It’s 9 p.m. on a Friday night and I’m scrolling endlessly through every possible app on my phone. I’m flipping back and forth to see every other teenager posting about what a fun night they are having. It’s a rarity for me to experience the typical Friday night outing. It’s not because I don’t have friends or that I hate the outside world, but because I like to take time for myself.
This reality has followed me throughout my life. Even when I was younger, an insecure 11 year old, to be exact, I would always sit at home instead of going to the mall or the park with my friends. I was constantly being asked, “Why won’t you come with us?” or the infamous “Do you just not like us?” But at that age, trying to explain that I just wanted to be alone was nearly impossible. So instead, I became skilled at using the “I have a lot of homework” line, or “My parents won’t let me.” I even went as far as telling my parents to say no so I wouldn’t feel as bad lying to my friends. Because, hey, they did technically say no.

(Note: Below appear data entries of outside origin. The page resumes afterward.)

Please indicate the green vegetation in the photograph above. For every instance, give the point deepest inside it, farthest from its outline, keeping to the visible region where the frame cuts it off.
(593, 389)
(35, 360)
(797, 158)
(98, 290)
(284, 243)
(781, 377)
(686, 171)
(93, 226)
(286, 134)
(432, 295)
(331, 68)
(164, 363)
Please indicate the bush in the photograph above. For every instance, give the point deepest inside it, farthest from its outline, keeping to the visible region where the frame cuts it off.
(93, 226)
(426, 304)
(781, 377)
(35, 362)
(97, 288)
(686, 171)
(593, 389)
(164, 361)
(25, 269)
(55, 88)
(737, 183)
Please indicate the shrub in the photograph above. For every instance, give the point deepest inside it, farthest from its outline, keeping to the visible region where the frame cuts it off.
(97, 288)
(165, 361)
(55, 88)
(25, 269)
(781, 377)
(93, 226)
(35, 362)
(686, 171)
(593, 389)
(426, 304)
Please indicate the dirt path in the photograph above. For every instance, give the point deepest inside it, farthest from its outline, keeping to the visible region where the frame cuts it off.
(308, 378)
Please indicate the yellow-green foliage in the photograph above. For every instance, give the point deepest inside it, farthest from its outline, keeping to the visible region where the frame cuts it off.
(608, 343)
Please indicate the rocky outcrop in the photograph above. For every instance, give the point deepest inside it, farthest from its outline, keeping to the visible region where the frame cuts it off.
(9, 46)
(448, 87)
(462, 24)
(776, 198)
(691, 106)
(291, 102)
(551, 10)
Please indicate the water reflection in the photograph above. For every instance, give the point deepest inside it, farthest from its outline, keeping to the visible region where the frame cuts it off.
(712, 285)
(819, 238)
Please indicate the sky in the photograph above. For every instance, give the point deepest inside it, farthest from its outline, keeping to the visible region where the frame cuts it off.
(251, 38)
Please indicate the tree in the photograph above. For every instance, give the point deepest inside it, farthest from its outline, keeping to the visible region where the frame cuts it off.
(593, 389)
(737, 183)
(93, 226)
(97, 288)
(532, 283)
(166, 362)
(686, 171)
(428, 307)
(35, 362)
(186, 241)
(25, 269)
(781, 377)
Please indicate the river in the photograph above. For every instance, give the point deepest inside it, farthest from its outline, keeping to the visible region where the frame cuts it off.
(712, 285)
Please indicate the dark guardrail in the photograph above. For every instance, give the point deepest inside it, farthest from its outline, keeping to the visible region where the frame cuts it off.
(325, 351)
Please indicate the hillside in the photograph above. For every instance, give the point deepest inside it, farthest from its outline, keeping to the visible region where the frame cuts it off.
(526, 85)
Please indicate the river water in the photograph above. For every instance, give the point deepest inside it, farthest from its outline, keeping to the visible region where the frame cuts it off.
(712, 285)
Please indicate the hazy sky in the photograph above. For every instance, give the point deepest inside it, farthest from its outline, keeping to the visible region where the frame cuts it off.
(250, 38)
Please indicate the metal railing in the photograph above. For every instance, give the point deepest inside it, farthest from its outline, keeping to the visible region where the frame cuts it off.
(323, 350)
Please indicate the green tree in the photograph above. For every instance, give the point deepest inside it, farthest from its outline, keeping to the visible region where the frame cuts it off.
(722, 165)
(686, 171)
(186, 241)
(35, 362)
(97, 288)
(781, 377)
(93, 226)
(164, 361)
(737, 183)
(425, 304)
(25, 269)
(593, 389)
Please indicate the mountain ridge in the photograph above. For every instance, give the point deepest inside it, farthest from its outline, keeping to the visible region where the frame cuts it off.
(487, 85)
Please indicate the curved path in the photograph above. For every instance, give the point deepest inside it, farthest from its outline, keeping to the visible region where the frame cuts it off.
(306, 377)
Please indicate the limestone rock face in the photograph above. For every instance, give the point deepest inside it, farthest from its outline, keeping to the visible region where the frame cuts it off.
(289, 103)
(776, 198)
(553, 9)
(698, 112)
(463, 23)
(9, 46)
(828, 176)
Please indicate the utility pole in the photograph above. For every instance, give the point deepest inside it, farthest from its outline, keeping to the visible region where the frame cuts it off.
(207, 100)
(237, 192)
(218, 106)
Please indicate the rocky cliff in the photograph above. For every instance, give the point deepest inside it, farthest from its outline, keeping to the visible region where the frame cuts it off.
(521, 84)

Spending time alone has garnered a negative connotation that I’ve never quite understood. Society has taught us that you have to be out doing something of importance or something that can get you to hit the 100 "like" mark on Instagram. This tends to haunt most teenagers, but I try to not let it bother me. I’m constantly trying to stay home on Friday nights or any other day of the week because, to be honest, socializing can be exhausting. I’m not saying that socializing is poisonous and you should never engage in it, but sometimes spending time alone can be just as satisfying.
In fact, being alone has helped me discover more about myself. I’m able to think everything through without the pressure of my friends, and I can unwind and let myself catch up on everything that’s going on around me.
What I’ve realized is that there should be a balance between socializing and spending time alone. One isn’t better than the other and you shouldn’t feel wrong for your choice. It’s all about what feels right to you.